If one can focus only on dividends paid by the company, intrinsic value of companies can be easily estimated. But the problem with focusing only on dividend is that, not many company pay dividends.
So, what is the alternative?
The alternative is to consider Free Cash Flow to Equity (FCFE) instead of dividend alone.
Free cash flow to equity (FCFE) is a measure of potential dividends that a company could have paid to its shareholders.
How to calculate FCFE?
Companies report net profit (PAT) of their business each year. Net profit (PAT) is the most talked about value among investors.
Net profit is not same as free cash. Companies must utilize this fund in wisely to keep the business running for long term.
Though it is totally on discretion of the management how to use PAT, but if company do not use PAT wisely, long term growth of company will get jeopardized.
Hence all good companies use their net profit (PAT) ingeniously to fund their future growth. How?
They reinvest part of PAT back into companies business. How?
This reinvestment is done again in two ways, to fund the purchase of ‘long term assets’ and ‘short term assets’.
Long term asset purchase is done using capital expenditures (Capex). For valuation purpose, we will use net capex. Net capex = Capex – depreciation.
Short term asset purchase can be identified by looking at change in companies inventory & change in account receivables. This is called change in working capital. Increase in inventory & account receivables represents locked-funds. The locked funds do not generate income for company. [Change in working capital = (inventory for year n – inventor for year n-1) + (account receivables of year n – account receivables of year n-1)]
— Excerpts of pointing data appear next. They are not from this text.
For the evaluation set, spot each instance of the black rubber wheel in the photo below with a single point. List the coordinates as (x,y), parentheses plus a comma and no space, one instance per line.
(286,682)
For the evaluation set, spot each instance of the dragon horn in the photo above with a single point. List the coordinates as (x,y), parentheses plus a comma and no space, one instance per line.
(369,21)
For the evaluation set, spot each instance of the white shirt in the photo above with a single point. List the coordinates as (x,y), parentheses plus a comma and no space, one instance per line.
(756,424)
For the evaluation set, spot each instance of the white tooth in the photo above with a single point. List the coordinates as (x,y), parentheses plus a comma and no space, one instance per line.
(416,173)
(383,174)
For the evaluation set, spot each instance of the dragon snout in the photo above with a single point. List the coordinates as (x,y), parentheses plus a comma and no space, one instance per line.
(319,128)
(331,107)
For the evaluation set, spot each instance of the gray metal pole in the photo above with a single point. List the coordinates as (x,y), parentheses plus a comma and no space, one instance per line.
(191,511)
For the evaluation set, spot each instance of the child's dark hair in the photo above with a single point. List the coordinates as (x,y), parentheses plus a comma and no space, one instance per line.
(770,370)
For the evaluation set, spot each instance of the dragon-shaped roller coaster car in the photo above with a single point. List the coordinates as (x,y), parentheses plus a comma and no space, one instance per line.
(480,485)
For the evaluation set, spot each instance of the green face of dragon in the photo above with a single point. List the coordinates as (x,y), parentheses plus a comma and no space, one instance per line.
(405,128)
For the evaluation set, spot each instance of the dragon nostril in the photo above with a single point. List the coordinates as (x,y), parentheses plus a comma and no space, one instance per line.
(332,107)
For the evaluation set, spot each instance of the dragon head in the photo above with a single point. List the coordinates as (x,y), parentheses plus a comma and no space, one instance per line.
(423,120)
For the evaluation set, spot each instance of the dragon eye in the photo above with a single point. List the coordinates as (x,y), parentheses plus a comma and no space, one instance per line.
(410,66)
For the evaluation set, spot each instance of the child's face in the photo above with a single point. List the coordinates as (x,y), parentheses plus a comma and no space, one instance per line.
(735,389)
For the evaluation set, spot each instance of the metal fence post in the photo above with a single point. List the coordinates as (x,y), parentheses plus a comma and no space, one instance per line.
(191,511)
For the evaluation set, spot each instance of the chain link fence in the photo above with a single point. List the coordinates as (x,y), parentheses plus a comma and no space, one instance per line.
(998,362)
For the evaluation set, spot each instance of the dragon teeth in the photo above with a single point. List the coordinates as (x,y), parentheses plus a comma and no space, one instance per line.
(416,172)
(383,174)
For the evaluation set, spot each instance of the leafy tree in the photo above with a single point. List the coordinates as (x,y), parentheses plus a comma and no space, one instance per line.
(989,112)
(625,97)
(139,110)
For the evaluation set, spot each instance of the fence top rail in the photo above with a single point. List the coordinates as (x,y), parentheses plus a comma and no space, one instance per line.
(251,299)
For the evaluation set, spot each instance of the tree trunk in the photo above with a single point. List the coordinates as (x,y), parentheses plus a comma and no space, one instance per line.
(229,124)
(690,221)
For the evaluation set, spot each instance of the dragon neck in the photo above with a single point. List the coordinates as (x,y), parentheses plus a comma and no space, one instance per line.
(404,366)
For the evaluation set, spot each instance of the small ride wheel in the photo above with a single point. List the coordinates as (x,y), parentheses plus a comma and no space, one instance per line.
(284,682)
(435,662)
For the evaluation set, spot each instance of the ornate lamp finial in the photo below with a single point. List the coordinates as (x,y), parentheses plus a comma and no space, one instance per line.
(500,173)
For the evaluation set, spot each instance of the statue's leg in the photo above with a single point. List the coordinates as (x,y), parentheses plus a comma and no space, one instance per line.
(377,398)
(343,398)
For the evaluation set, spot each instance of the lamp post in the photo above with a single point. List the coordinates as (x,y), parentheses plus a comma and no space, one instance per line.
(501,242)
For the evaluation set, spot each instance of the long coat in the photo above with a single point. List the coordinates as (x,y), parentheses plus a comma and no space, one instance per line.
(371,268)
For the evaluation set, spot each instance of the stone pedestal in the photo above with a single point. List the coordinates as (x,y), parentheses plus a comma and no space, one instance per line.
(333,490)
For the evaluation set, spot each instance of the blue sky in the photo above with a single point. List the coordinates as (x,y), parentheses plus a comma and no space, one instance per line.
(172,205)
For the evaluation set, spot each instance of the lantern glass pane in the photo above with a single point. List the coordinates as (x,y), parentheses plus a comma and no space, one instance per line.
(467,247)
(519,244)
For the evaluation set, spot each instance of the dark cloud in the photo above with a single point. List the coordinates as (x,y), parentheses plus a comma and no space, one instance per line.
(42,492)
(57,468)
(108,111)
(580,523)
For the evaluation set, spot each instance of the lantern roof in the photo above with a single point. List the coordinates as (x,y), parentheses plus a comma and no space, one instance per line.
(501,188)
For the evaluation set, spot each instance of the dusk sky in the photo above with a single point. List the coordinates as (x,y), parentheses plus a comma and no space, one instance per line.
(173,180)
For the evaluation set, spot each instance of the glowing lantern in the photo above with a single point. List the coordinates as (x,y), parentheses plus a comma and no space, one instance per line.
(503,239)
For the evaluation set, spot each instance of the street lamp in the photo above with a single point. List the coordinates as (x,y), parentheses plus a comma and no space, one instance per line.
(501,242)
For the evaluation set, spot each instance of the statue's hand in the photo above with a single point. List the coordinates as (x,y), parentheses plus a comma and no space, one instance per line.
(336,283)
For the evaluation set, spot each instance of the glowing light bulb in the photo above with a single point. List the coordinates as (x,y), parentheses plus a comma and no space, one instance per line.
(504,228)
FCFE = Net Profit – Net Capex – Change in working capital.
Estimate intrinsic value of stocks by recording last 10 years data from companies financial reports.
Next, forecast the next 5 years free cash flow based on last 10 years data.
Free cash flow is one value which is most critical in terms of stock valuation by discounted cash flow model. For novice, net profit declared by companies in financial reports can be treated as free cash flow.
But for more accurate stock valuation, one must also consider that part of profit which has been reinvested back into business.
Hence free cash flow in this case will be slightly reduced (net profit – reinvested money).
The money that is reinvested back into business is used to purchase long term asset & short term asset. Both these type of asset purchase will generate future cash flow for the company.
It is essential for companies to keep buying long term assets and short term assets. A company which does not keep improving its asset base will find it hard to generate free cash flow in future.
All good companies invest a substantial part of its net profit in form of CAPEX. Using CAPEX, they buy long term assets.
To conclude, a company which is able to generate consistent free cash flow, with reasonable growth rate can be considered as good buy.